To the best of our knowledge, no existing work addresses silent data corruption in HPC applications by ensuring the veracity of checkpoints. That said, resilience methods which ensure progress in the face of both detected and undetected failures are diverse and popular. In this section, we briefly outline some of the more closely related studies and contrast them with our work.

Checkpointing: The prevalent method of defensive fault-tolerance mitigation in modern applications, coordinated checkpointing periodically writes global application or system state to stable storage [10]. Consistent application state snapshots are enforced through global barrier synchronization. When a process fails, all application processes can then be restarted from a known-good, globally consistent state. Algorithmic approaches borrowed from the distributed computing domain [6] allow applications to generate consistent checkpoints without using barriers, avoiding increasingly expensive global synchronization.

Issues of coordination and limited bandwidth to stable storage have given rise to uncoordinated or asynchronous checkpointing [3, 10, 16, 24]. In these systems, nodes do not synchronize or coordinate in any way when they checkpoint, but they also keep a log of their sent messages on stable storage. Nodes restarting from local asynchronous checkpoints can then reconstruct a local state consistent with the application global state by replaying from their log stored messages received from other nodes.

These checkpointing methods provide no facilities for dealing with SDC in the application, requiring algorithmic- or application-based mechanisms to ensure these failures are detected and/or properly dealt with.

Algorithmic-Based Fault Tolerance: Algorithmic-based fault tolerance mechanisms are based on algorithms designed to be capable of ignoring errors while delivering a correct answer, or which are able to correct errors using techniques such as redundant data or computation.

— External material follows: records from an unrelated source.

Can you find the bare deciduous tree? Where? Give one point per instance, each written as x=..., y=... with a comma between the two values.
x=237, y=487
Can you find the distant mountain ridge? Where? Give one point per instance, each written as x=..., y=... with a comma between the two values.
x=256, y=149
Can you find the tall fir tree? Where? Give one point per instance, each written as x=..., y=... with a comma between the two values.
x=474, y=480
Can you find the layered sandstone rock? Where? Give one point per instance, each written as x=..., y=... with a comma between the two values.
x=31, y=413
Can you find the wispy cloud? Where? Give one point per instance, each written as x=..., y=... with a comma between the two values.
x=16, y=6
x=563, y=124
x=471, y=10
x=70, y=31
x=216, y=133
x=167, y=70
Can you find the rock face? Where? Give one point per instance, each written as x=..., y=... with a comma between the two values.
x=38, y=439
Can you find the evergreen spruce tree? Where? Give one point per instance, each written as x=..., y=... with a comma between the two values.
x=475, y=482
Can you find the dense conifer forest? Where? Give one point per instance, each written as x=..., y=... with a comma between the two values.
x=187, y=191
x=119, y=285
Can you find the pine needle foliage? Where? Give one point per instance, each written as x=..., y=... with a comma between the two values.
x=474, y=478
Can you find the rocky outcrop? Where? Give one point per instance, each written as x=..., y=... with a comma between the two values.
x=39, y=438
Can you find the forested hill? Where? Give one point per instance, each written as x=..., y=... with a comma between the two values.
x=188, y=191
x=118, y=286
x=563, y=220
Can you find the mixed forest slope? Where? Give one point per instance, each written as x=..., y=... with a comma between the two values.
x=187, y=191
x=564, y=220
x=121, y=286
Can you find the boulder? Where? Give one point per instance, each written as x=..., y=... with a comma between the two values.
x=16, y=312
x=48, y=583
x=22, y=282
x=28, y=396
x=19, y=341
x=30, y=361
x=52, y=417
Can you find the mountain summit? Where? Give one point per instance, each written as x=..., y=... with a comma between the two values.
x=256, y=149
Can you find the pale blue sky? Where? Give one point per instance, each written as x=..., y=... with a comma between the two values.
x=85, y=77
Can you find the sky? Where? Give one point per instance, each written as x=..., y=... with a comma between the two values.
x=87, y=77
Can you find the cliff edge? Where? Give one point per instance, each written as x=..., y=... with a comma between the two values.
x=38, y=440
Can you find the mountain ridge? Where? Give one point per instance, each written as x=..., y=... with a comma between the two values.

Algorithmic-specific data redundancy methods work by encoding additional data into the problem such that data from failed nodes can be recomputed; the algorithm is modified to update the encoding as computation progresses [7, 8, 15]. In contrast, computational redundancy relies on algorithm-specific relationships between the parallel application and its individual data chunks. Data loss due to failure can affect the result by increasing the margin of error or by extending the time for which surviving nodes must run in order for the problem to converge [4, 11].

Machine Learning for Anomaly Detection: Machine learning techniques have been widely used to detect and classify different types of anomalies. Li et al. used 1-gram and naive Bayes methods to identify different file types [17]. Other anomaly detection contexts include malware behavior analysis [23], network intrusion detection [25], and internet traffic classification [19]. To our knowledge, these techniques have not yet been applied to checkpoint/restart artifacts.

6 Conclusion

Preserving the reliability of future extreme scale applications will require new approaches for ensuring the veracity of their computations. We contend that validating checkpoint data is a more feasible approach than examining application memory footprints. In this initial study, we described how checkpoint data can be used to detect errors in application memory that are captured in a checkpoint. As a proof of concept, we investigated the usefulness of machine learning methods for automatically detecting checkpoint corruption.

Our initial results indicate that supervised learning approaches may be preferable to clustering for detection of checkpoint corruption. In particular, we determined that decision trees show promise for detecting small errors (as many as 3 inverted bits out of a 92-byte checkpoint) with reasonable accuracy. Based on these results, we are refining our machine learning techniques to improve their performance and to account for a broader range of failure modalities. More generally, we hope that our investigation helps to generate more interest in using machine learning techniques for fault-tolerance. Many machine learning alternatives exist, with different abilities to tune for accuracy and different performance characteristics, and much of the promise of this approach is yet unexplored.